I’m so insanely fucking lonely. And desperate. It’s utterly pathetic. I’ve never not been alone, since I was a kid. I’m too far gone at this point…too isolated and weird. Like I froze my social development at an infant level, but then added all this fucked up stuff on top. I don’t think I’m even capable of being with anyone now. I have no idea how to interact with people in a natural or spontaneous way. I can’t ever relax around others. I hate myself when I’m talking to people. I hate the things that come out of my mouth. I hate myself basically. And that’s not even taking into account all the fucked up awfulness in my mind.
Fuck. I’ve got to find some way to stop wanting to be with someone. Or some way to get to know people that doesn’t make me want to self-immolate. Or I need stronger drugs. Or to finally give up the ghost and end it. I can’t go on wanting like this anymore. It hurts too much.
12 comments
i am always also constantly wanting be with someone. but i can’t. i have had friends for about 5 years now. all i had around was “family”. i just don’t know how to talk to people anymore.

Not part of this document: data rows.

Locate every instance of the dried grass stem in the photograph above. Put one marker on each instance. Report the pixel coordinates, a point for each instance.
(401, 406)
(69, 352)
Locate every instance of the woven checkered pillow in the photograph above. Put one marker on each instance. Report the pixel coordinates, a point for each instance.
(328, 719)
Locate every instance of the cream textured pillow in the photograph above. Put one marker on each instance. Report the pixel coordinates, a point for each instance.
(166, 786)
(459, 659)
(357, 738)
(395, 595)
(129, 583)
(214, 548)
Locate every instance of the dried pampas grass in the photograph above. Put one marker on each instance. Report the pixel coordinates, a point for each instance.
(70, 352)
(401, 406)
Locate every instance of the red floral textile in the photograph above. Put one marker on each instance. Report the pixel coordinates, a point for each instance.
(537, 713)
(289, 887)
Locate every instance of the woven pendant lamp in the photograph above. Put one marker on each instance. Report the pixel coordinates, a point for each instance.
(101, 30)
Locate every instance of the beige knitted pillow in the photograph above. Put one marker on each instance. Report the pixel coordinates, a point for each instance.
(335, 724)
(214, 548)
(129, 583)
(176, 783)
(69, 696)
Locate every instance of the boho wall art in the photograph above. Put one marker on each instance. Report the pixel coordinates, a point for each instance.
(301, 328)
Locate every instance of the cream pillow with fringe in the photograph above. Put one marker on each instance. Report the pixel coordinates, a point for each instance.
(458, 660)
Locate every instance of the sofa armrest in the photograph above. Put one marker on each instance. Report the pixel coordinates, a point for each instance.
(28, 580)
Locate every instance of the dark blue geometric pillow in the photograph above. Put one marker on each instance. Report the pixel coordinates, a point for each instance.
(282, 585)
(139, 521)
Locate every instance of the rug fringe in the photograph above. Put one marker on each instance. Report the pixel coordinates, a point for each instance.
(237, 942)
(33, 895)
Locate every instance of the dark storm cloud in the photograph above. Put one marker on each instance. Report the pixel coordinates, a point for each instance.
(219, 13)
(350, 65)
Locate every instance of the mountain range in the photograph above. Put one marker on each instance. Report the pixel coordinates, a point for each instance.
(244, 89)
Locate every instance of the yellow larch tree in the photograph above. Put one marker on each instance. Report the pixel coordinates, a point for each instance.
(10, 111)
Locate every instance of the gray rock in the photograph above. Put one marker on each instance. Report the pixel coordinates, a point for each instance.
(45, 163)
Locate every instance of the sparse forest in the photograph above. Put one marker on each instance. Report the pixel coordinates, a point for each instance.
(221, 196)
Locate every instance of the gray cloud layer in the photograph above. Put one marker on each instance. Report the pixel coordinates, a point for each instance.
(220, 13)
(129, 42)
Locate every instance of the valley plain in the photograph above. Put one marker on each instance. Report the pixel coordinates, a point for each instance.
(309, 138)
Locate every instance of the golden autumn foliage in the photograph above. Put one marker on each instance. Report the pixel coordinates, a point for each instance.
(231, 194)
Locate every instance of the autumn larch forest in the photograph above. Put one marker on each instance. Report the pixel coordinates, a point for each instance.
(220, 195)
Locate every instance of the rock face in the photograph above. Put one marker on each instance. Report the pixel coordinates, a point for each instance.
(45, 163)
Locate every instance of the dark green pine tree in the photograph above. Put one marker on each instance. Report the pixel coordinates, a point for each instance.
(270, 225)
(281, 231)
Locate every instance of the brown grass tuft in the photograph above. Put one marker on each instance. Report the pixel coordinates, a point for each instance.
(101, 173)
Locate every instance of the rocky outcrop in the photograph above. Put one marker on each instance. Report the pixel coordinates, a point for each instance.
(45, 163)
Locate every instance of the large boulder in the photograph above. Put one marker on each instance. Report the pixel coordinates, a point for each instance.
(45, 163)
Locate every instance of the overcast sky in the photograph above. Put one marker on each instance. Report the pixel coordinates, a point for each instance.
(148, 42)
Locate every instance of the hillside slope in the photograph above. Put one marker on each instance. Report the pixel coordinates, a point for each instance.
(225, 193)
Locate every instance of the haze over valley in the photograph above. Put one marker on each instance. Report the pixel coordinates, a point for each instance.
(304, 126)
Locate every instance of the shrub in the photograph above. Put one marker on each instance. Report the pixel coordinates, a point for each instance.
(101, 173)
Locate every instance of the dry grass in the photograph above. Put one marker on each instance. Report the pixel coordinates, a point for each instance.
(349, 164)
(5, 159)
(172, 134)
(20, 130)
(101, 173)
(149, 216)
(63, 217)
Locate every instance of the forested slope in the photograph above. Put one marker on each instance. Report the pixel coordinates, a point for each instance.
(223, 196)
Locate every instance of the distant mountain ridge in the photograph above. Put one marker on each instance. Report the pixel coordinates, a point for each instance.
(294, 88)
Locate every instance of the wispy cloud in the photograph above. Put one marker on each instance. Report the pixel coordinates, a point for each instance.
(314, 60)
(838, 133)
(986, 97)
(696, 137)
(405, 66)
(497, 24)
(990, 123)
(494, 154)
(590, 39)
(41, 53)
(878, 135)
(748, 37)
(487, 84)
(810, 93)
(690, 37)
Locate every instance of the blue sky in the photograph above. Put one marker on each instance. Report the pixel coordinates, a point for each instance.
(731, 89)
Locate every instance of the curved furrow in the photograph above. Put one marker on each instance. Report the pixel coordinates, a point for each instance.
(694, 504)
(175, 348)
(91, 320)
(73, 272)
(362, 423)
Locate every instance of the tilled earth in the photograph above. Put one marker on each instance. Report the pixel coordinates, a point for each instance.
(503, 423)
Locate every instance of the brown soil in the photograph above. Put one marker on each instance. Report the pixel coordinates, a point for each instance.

Yeah, I haven’t had even casual friends for 9 years now (not sure I ever had close friends.) I still have family, but even with them I struggle to be around them – it’s like my negativity just infects every interaction. I mean it was bad enough being a lonely teenager, but at least back then I could convince myself I would grow out of it. Still being in the same spot all these years later is just sad.
Well actually I had a lot of good friends when I was young but they all destroyed their lives one way or another, now that I’m older the people I’m around are all busy fighting to survive they don’t even have time to socialize! when your young no cares in the world, people change, friends get married then disappear when you see them they are all fucked up fighting with a bunch of kids! 🙂 Part time friends are good when you can find them.
Remember when your in a relationship you lose your freedom your money your balls and your mind! 🙂 Lol
I’m joking around but being single has it perks too!
Remember this when your feeling lonely!
thehusks wife: Hi I’m back from shopping!
thehusk: What’s this shit? GAIN BELT? What kind of beer is that? 🙁
thehusks wife: Oh it was on sale! $2 a six pack! Along with this new dress! I saved $50 dollars on it! 🙂
thehusk: can pops, glup gulp SPIT!! AWWW! 🙁
thehusks wife: Clean that mess up! Don’t I look good in my new dress! 🙂
lol, yes, I accept that relationships can also suck. Unfortunately knowing that doesn’t stop me wanting one. Just not the domestic disputes that inevitably arise.
Yeah I’ve learned I’ve had a few! If I go out I put them to the test, I ask what do you feel like eating! If they say mexican food and don’t say I don’t know what would you like? RED FLAG!
Remember first you fall in lust then you fall in a ring of fire! BURN BABY BURN!!!
Well it’s good to think about pros but remember the cons too! If someone special comes along that’s great but they grow on tree’s. I’m trying to make you feel better.
Don’t grow on tree’s! 🙂
And yes ladies same thing goes for guy’s 🙂
I’m in the same boat. Lonely, but every time I talk to anyone I feel disgusted with both them and myself.
I love myself but god dammit I hate every person I’ve ever met… I’ve planned since a young age I’ve got to get out of here, hopefully to be completely alone for the rest of my life. God dam I hate those people
I’m deliberate isolated for years. It only get worse (or better?). Now even if I could I wouldn’t go back to my social life. People in general are useless.